Bertram Bulmer had a flair for public relations. He took advantage of the fact that the factory was rail-connected to create Bulmer’s Cider Train. At a time when British Railways was desperate to eliminate steam locomotives on their lines, Bertram Bulmer bought five redundant Pullman coaches and leased the locomotive 6000 King George V from Swindon Borough Council to operate a mobile exhibition train from 1968 to 1987.

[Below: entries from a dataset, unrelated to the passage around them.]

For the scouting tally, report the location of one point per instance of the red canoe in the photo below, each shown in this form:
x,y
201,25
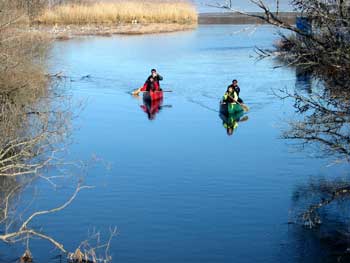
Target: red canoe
x,y
152,95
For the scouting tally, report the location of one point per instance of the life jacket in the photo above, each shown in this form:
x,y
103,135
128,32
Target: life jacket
x,y
231,97
150,86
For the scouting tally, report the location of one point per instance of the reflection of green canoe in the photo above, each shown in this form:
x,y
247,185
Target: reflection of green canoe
x,y
231,120
230,108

The Cider Museum opened to the public in 1981, showing how apples are processed from orchard to bottle. It’s a complicated process, first encouraged in the seventeenth century by John, 1st Viscount Scudamore (1601-1671). When the apples are harvested, they are scratted (pressed) in a mill to a pulp, which is sandwiched between layers of sweet straw and squeezed to extract the juice. Yeast is introduced into the juice either in an open vat or a closed cask for three months to three years, ready for bottling.
All this and much more is shown in the Museum by exhibits, illustrations and copious readable interpretative displays.

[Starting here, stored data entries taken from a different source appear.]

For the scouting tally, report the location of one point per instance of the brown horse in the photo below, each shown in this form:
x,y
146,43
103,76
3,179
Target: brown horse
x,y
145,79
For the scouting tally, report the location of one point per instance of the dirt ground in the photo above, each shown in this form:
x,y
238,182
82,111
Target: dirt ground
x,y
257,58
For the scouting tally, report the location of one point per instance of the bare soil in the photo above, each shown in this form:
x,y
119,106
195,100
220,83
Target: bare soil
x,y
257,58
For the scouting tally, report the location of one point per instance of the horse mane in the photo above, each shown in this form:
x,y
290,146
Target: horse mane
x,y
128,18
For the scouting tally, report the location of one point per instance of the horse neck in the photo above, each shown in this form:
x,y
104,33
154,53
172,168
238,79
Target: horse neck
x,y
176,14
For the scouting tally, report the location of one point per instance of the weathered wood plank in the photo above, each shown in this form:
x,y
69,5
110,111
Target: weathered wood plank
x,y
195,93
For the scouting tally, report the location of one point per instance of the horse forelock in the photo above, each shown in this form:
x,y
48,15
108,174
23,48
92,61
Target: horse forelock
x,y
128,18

The range of ciders is vast: blending cider from different types of apple gives a wide variety of colour and taste; sparkling versions are created by a version of the méthode champenoise; adding liqueur to cider makes cider brandy. Cider made with pears is called perry, of which the best known is Babycham, devised by the Somerset brewer, Thomas Showering.
The popularity of cider as an alternative to beer had a profound effect on the local economy. Farmers found it profitable to maintain their orchards rather than grow arable crops or raise livestock. Industrialisation and rail transport enabled the cider-makers to develop markets in the growing towns and cities of the nineteenth century.

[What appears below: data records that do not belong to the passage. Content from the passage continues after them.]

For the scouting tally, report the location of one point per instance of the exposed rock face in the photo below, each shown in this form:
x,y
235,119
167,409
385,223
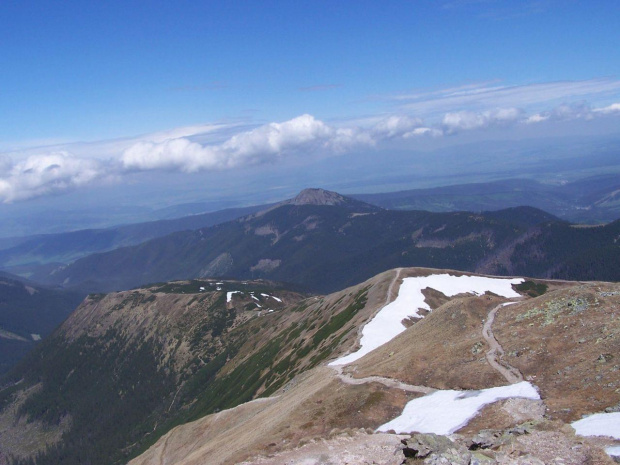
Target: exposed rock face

The Museum displays a wealth of art and artefacts – illustrations, advertisements, labels, bottles, glassware. There is a gallery of framed illustrations from the rare Herefordshire Pomona, a catalogue of 441 watercolours by Alice Blanche Ellis and Edith Elizabeth Bull (1878-85): HOGG, ROBERT,, The Herefordshire Pomona..
The visitor route begins at a huge seventeenth-century horse-powered circular French cider mill and a mobile cider press. There’s a cooperage, casks of all sizes and a fermentation vessel, displays of bottling and capping machinery and an abundance of bottles.
Although the Museum is located in Hereford it reaches out to the other cider-producing areas of England – the Three Counties (Herefordshire, Worcestershire and Gloucestershire) and the South-west (Somerset, Devon and Cornwall).
I chose not to sample the cider – it’s too heavy to carry on a train – but the coffee was excellent, served in a cafetière with a Dorset apple cake which signals that the place isn’t parochial.